In a classification problem, given a list of features values $x$ and their corresponding classes $\{c_i\}$, the posterior for of the classes, aka conditional probability of the classes, is

$$p(C=c_i\mid X=x).$$

Likelihood

The likelihood of the data is

$$p(X=x\mid C=c_i).$$

## Logistic Regression for Two Classes

For two classes, the simplest model for the posterior is a linear model,

$$\log \frac{p(C=c_1\mid X=x) }{p(C=c_2\mid X=x)} = \beta_0 + \beta_1 \cdot x,$$

which is equivalent to

$$p(C=c_1\mid X=x) = \exp\left(\beta_0 + \beta_1 \cdot x\right) p(C=c_2\mid X=x) .$$

Why

The reason that we proposing a linear model for the quantity

$$\log \frac{p(C=c_1\mid X=x) }{p(C=c_2\mid X=x)},$$

is that it has a range from $-\infty$ to $\infty$ which matches the range of the linear model $\beta_0 + \beta_1 \cdot x$.
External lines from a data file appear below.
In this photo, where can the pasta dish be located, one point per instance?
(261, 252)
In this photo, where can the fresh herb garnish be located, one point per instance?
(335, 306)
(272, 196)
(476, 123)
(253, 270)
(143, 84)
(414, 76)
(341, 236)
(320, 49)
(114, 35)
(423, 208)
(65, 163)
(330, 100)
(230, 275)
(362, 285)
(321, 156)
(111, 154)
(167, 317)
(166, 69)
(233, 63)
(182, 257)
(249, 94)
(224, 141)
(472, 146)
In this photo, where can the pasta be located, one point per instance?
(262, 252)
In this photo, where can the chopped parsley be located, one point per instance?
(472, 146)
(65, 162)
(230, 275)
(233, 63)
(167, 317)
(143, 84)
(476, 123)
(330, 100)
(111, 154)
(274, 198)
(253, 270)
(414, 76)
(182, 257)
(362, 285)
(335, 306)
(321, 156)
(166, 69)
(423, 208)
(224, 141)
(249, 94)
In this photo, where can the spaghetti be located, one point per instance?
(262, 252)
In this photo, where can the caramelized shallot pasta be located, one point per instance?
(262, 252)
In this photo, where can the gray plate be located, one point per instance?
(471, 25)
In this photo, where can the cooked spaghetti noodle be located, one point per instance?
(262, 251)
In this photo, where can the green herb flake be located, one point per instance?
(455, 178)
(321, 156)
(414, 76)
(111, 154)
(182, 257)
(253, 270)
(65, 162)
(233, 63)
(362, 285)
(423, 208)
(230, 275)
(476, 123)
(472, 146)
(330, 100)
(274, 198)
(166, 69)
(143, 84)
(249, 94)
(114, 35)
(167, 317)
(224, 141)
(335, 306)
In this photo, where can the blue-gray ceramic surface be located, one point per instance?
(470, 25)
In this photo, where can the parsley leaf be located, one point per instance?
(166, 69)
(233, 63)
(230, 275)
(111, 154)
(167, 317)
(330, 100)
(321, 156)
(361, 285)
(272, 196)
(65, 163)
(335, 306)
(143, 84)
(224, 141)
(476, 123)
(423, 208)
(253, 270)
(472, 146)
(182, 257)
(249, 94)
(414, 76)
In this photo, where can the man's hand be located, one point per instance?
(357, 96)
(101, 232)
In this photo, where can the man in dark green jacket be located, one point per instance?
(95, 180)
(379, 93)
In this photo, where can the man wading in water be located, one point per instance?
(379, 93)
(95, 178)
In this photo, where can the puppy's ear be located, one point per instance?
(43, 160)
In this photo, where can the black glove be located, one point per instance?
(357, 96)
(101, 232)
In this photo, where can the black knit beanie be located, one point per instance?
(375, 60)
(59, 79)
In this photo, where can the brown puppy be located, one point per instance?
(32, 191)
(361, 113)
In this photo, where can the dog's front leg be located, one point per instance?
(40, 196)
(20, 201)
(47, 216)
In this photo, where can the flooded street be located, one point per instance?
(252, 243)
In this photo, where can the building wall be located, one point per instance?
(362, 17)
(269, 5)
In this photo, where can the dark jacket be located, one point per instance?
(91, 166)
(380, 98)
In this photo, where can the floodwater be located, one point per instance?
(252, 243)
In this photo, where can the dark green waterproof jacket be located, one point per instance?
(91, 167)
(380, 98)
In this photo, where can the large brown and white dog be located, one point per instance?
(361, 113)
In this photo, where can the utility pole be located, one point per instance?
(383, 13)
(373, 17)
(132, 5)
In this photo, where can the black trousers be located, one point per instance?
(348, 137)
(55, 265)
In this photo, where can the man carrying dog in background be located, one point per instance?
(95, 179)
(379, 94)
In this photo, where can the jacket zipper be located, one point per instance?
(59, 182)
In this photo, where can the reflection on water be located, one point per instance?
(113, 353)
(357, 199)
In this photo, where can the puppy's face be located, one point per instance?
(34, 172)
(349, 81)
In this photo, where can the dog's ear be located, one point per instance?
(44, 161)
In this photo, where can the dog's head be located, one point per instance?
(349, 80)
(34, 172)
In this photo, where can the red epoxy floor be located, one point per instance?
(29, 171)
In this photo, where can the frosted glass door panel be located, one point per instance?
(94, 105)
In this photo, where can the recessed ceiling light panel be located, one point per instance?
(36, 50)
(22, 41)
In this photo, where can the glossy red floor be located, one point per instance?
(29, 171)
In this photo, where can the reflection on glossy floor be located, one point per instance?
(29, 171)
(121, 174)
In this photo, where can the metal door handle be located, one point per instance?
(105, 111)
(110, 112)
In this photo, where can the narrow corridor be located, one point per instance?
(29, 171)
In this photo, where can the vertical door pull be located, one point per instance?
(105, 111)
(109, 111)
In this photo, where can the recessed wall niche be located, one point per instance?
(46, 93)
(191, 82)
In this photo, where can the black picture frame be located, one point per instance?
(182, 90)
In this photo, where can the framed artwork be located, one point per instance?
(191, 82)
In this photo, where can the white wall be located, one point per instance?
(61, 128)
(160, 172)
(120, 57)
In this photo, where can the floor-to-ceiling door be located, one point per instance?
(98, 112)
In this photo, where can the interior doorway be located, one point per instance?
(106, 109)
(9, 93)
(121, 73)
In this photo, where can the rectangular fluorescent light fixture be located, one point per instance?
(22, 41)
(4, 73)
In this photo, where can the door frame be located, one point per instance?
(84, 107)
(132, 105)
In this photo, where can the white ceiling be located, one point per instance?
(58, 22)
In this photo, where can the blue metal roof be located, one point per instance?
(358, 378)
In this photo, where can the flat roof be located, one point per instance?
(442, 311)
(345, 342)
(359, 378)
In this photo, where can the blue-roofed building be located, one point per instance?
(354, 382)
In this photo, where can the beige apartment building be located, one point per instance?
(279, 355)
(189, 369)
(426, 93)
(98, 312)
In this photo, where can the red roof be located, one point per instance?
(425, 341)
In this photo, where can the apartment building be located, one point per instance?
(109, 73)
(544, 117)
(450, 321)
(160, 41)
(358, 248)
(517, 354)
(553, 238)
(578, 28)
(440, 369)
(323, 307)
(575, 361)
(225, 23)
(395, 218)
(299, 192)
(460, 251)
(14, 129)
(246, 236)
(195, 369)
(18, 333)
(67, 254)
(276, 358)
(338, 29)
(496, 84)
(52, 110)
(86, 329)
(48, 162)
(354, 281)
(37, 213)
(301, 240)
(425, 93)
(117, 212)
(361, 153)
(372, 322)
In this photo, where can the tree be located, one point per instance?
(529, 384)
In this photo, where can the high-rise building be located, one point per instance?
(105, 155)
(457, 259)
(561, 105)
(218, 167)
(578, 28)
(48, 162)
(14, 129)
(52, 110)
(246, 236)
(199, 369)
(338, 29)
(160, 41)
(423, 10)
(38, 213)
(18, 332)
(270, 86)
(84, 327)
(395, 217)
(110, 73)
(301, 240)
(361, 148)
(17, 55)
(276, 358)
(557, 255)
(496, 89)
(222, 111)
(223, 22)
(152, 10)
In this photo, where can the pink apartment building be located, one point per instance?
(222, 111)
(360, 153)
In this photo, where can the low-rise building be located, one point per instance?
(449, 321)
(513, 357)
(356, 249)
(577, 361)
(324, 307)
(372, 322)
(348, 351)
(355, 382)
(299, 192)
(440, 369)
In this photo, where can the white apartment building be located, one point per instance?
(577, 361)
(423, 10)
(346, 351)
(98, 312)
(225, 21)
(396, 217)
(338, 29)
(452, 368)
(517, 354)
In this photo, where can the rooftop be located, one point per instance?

We can also see in the following results that such relation guarantees that the conditional probabilities are restricted to 0 to 1 after applying the normalization constraint.

Using the normalization condition

$$p(C=c_1\mid X=x) + p(C=c_2\mid X=x) = 1,$$

we can derive the posterior for each classes

\begin{align} p(C=c_2\mid X=x) &= \frac{1}{1 + \exp\left(\beta_0 + \beta_1 \cdot x\right)} \\ p(C=c_1\mid X=x) &= \frac{\exp\left(\beta_0 + \beta_1 \cdot x\right)}{1 + \exp\left(\beta_0 + \beta_1 \cdot x\right)}. \end{align} The two conditional probabilitiesFor simplicity, we are using $x'=\beta_0 + \beta_1 \cdot x$ in this figure.

This is the

Limiting behavior

1. As $\beta_0 + \beta_1 \cdot x \to \infty$, we have $p(C=c_2\mid X=x) \to 0$ and $p(C=c_1\mid X=x)\to 1$.
2. As $\beta_0 + \beta_1 \cdot x \to 0$, we have $p(C=c_2\mid X=x) \to 0.5$ and $p(C=c_1\mid X=x)\to 0.5$.
3. As $\beta_0 + \beta_1 \cdot x \to -\infty$, we have $p(C=c_2\mid X=x) \to 1$ and $p(C=c_1\mid X=x)\to 0$.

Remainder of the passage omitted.